At LinkedIn and Certn, paid online courses and training offer opportunities for professional development

At some companies, offering education benefits doesn’t have to mean paying for employees’ college tuition. After all, college isn’t the only way to learn new skills.

At LinkedIn, employees benefit from access to LinkedIn Learning and Lynda.com, which was purchased by LinkedIn in 2015 and includes thousands of online courses in areas from software development to business to graphic design. And at Certn, a people screening service, employees are given funds to take online courses via Udemy and Coursera—even if the topic doesn’t directly relate to their existing role. While quite different from a traditional degree program, these benefits allow employees who already have an education to grow their skill sets during their free time, helping them advance in their careers—all at zero cost to themselves.

At a time when the majority of Americans report being disengaged at work, online programs for professional development can provide an opportunity for employees to take charge of their careers. And by subsidizing the cost of professional development and steering employees toward great resources, companies benefit from these programs, too.
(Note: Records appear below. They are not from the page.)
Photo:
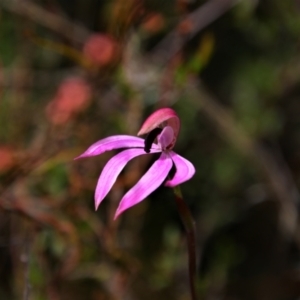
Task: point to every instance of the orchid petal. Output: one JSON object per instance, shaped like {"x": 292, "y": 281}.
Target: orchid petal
{"x": 114, "y": 142}
{"x": 163, "y": 115}
{"x": 184, "y": 170}
{"x": 112, "y": 170}
{"x": 147, "y": 184}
Professional development doesn’t have to be a costly benefit. At some companies, this benefit can be as simple as providing a mentorship program, sending employees to local conferences (no flights or hotel rooms required), or pointing them in the direction of free and low-cost courses.

Final thoughts: educational benefits can boost retention, engagement, and company growth

Education benefits can take different forms—from directly paying for employees’ tuition at partner schools, as Walmart and Starbucks are doing, to helping them pay off their student loan debt. And there are less costly options, too, like providing professional development in the form of access to free online courses or mentorship.

But whatever form they may take, these benefits can improve retention and engagement, and boost company growth, while also helping to attract highly educated talent and recent grads who may be burdened with student loan debt. They might even pay for themselves in the long run—which means they’re worth considering for companies of any size.